Sa grille d’analyse repose sur trois piliers : les règlements et outils, la composition des conseils avec les compétences et la diversité nécessaires, et enfin la structuration avec les comités et les mécanismes de reporting. Si les deux premiers aspects évoluent positivement, c’est la structuration qui demeure le défi majeur, nécessitant « une sorte de maturation et de maturité » pour s’adapter aux contraintes externes.
Un constat préoccupant émerge de ses études : malgré l’ampleur des défis géostratégiques, la moitié des conseils d’administration ne les considèrent pas comme prioritaires, et 25% estiment que ce n’est pas du tout un sujet. Cette déconnexion entre les enjeux réels et la perception des administrateurs révèle un gap important dans l’efficience de nombreux conseils.
Sur la question cruciale de l’ESG, Miaoui propose une approche pragmatique en distinguant clairement RSE et ESG : « Pour nous, l’ESG est une thématique de risque. Cela représente des risques fondamentaux de l’entreprise ». Cette perspective permet d’éviter l’écueil de la simple conformité réglementaire pour faire de l’ESG un véritable outil de gestion des risques, intimement lié à la stratégie d’entreprise.
La révolution technologique, selon Alexandre Grux
Alexandre Grux, CPO de DiliTrust, a apporté un éclairage particulièrement pertinent sur les enjeux technologiques. Sa philosophie est pragmatique : « Il s’agit d’avoir une culture générale de ces technologies qui nous impactent particulièrement. Il ne s’agit pas de devenir physicien ou mécanicien, mais plutôt de comprendre ce qui est en train de se passer ».
L’évolution est fulgurante : depuis 2022, près de 90 modèles de langage (LLM) sont apparus, dont 50% proviennent de Chine. Cette révolution se distingue par son accessibilité universelle : « Cette IA-là est accessible à tous, elle est gratuite.

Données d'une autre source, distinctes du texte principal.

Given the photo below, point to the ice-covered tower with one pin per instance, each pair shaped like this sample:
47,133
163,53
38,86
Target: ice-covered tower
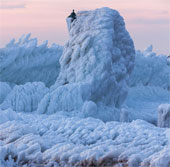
95,64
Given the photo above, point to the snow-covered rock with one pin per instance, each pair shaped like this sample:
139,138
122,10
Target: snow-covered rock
164,115
4,91
95,65
150,70
39,140
25,61
142,102
25,98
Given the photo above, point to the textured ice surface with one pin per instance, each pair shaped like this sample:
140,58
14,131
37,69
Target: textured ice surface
164,115
95,65
142,103
25,61
25,98
67,138
41,140
150,69
4,91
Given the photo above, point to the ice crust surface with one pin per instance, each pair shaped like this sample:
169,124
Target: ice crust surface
95,66
43,140
38,62
49,118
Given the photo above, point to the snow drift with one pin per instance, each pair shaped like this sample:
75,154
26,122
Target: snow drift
42,140
150,70
95,65
164,115
24,61
25,98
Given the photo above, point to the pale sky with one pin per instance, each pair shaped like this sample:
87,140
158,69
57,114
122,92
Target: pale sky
148,21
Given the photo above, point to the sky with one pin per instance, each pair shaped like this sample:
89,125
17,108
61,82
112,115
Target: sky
148,21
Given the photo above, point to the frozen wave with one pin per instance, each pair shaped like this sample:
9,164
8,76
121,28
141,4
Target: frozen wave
46,140
25,61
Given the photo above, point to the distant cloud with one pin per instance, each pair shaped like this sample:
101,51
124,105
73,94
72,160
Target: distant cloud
160,21
12,4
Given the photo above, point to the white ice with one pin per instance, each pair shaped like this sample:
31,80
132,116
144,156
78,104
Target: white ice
59,112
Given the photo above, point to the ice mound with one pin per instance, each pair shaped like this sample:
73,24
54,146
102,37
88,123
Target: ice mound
25,61
164,116
42,140
4,91
142,102
25,98
156,73
95,65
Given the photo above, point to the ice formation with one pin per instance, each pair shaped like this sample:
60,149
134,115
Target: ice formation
42,140
95,68
24,61
153,69
142,103
95,65
4,91
25,98
164,115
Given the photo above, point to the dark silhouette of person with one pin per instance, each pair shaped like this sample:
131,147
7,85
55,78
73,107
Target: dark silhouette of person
72,15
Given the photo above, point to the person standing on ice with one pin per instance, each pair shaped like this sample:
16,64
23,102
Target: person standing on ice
72,15
70,19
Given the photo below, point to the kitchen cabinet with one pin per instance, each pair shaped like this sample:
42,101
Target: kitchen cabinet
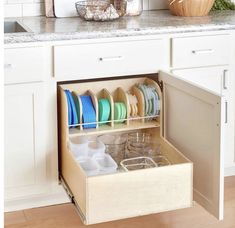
190,129
220,81
25,148
27,64
110,59
204,82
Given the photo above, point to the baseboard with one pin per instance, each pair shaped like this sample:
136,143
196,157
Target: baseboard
55,197
229,171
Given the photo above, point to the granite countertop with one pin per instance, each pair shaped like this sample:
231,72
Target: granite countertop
149,23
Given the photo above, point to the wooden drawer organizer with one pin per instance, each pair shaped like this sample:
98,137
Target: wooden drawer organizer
123,194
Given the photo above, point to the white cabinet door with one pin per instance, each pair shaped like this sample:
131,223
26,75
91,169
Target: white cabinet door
218,80
25,152
194,123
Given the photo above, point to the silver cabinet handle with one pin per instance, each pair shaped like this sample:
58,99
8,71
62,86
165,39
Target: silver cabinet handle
203,51
8,66
110,58
226,112
225,73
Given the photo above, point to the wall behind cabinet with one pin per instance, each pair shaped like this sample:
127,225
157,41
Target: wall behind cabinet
22,8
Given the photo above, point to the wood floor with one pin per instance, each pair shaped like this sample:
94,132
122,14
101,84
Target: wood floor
65,216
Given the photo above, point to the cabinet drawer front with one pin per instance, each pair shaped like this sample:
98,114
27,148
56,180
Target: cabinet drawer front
129,194
24,65
215,79
200,51
110,59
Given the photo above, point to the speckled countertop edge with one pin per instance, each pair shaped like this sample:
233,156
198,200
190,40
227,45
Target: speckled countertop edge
149,23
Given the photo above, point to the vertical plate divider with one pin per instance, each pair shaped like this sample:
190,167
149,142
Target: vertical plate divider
141,106
149,81
75,94
104,93
121,96
95,104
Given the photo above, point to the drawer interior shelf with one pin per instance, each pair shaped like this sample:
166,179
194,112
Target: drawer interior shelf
133,125
114,91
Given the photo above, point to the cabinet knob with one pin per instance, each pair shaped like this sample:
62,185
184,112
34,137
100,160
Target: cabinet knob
202,51
226,112
8,66
110,58
225,73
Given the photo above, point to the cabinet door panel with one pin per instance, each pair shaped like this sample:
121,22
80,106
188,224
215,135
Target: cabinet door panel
215,79
25,154
193,123
219,80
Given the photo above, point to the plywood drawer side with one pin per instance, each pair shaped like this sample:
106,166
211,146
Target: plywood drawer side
138,193
200,51
73,62
24,65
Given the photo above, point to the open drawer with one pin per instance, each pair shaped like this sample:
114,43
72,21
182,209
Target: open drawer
140,192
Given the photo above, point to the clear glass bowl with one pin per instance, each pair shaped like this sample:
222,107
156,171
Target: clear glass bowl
115,145
96,10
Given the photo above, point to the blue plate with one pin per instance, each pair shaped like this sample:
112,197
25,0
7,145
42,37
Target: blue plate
69,108
73,108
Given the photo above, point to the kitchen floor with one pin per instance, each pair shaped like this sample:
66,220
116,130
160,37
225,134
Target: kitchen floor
65,216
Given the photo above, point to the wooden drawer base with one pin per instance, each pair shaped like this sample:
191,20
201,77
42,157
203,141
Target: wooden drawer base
129,194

On peut utiliser par exemple ChatGPT gratuitement, de vos enfants à vos parents ».
Pour Grux, l’administrateur doit d’abord être utilisateur pour comprendre les enjeux. Cette technologie pose des questions fondamentales de gouvernance : « Qui est responsable des décisions prises par l’IA utilisée par vos collaborateurs ? Est-ce que c’est les administrateurs, vos collaborateurs ou l’éditeur de la technologie ? ».

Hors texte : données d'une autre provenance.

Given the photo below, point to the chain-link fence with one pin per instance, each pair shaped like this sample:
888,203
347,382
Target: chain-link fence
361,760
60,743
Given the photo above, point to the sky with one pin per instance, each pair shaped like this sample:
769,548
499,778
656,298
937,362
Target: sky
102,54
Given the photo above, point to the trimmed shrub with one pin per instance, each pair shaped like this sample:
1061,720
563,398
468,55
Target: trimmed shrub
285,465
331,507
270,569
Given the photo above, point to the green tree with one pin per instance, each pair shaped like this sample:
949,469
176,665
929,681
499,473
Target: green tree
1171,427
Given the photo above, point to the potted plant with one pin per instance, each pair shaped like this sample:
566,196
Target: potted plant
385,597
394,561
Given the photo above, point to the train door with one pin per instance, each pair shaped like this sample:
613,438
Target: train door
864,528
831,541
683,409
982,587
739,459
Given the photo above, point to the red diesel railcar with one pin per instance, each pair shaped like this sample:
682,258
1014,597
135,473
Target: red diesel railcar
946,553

Les nouveaux enjeux géopolitiques, selon Karim Ben Kahla
PR Karim Ben Kahla, universitaire, a dressé un tableau sombre mais réaliste des défis géopolitiques contemporains. Il pointe trois problématiques majeures pour la Tunisie : l’absence de vision géopolitique claire malgré son caractère extraverti, le manque de compétences spécialisées en recherche géopolitique et l’isolement des entreprises face à ces enjeux.
Sa réflexion sur l’effondrement des mythes fondateurs est particulièrement frappante : après Hiroshima qui a remis en question le progrès par la science, les événements actuels au Moyen-Orient marquent, selon lui, l’effondrement du mythe du progrès par le droit international. Cette crise impacte directement la gouvernance d’entreprise, fondée sur l’idée de gestion par la loi et les normes.
Ses recommandations sont claires : développer une « pensée complexe » qui transcende l’expertise financière, créer de nouveaux comités spécialisés dans les grandes entreprises, et intégrer de nouveaux principes comme la résilience, la précaution élargie et l’autonomie stratégique.
Les dilemmes concrets de l’administrateur
Ben Kahla a également partagé une réflexion personnelle profonde sur les dilemmes quotidiens de l’administrateur indépendant. Premier dilemme : celui de la confiance, du contrôle et de la prudence, qu’il qualifie de « travail artistique ». Deuxième dilemme : celui de la prise de parole, entre indépendance critique et cohésion d’équipe. Troisième dilemme : la bonne distance entre implication opérationnelle et recul stratégique. Quatrième dilemme : l’articulation entre responsabilité individuelle et collective. Enfin, le défi ultime de l’indépendance véritable, non seulement vis-à-vis des parties prenantes, mais du système lui-même.